Canada might not be as inclusive as Canadians like to think it is.
Stories from recent years about racially-charged outbursts — like that of a woman in a Lethbridge, Alta., Denny’s this month — and a seemingly growing white nationalist movement suggest racism thrives north of the 49th parallel.
And so does research. The federal government is preparing to launch consultations on a national anti-racism strategy guided, in part, by a House of Commons committee study on combating Islamophobia and systemic discrimination and racism.
The study, published in February, presents data on police-reported and self-reported hate crimes from 2015 to 2017 and said that while the number of hate crimes reported in Canada has decreased since 2009, it rose in 2015 and again in 2016.
In 2015, while the incidence of hate crimes rose by five per cent, the incidence of hate crimes against Muslims rose by 61 per cent.
“Data regarding the motivation behind hate crimes indicated a five per cent rise in the number of incidents motivated by hate of a race or ethnicity,” the report says, “which represented ‘close to half of all hate crimes reported to the police in 2015.'”
In 2016, the number of hate crimes reported increased by another three per cent, although, the study points out, the number of incidents motivated by race or ethnicity decreased slightly that year.
The study includes a list of recommendations divided into categories like law enforcement, education and training, Indigenous affairs and interfaith and intercultural dialogue.
It exposes an “increasing public climate of hate and fear” in Canada and presses the government to quell it.

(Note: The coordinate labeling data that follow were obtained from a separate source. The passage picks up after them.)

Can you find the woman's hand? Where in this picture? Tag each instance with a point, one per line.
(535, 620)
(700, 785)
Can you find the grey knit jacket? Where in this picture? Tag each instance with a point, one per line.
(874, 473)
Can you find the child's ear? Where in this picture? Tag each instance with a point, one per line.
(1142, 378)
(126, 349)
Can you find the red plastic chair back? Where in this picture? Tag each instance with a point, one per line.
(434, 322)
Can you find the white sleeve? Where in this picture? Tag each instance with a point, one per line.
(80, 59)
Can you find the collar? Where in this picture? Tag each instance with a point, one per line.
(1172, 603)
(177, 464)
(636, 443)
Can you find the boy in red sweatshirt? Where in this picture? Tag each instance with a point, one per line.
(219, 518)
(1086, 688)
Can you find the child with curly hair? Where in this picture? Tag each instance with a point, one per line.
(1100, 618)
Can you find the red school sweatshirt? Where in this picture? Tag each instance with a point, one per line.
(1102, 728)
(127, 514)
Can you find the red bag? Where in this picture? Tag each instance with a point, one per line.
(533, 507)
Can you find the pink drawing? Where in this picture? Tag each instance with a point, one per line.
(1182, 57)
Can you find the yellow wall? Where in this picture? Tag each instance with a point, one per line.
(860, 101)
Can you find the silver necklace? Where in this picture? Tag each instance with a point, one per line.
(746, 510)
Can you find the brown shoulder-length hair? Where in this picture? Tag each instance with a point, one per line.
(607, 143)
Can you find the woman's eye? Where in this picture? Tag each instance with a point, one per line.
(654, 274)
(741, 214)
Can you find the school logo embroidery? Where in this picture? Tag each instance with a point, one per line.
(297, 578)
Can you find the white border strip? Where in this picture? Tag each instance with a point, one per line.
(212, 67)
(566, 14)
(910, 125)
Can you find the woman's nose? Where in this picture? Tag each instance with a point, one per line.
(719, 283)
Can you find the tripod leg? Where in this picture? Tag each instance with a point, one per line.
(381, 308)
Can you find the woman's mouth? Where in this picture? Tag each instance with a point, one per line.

It urges the government to work with police on sensitivity training, to condemn systemic racism and religious discrimination, and to remove unconscious bias in proposed policies, programs, and decisions.
It stresses the need to update Canada’s previous action plan against racism and expand it to include religious discrimination, and it recommends that Jan. 29 be designated as a National Day of Remembrance and Action on Islamophobia.
Because, as MP Greg Fergus, president of the Canadian Caucus of Black Parliamentarians said after a Liberal caucus meeting, “systemic racism exists in Canada…We’re much better than other societies around the world, but…we still have our flaws.”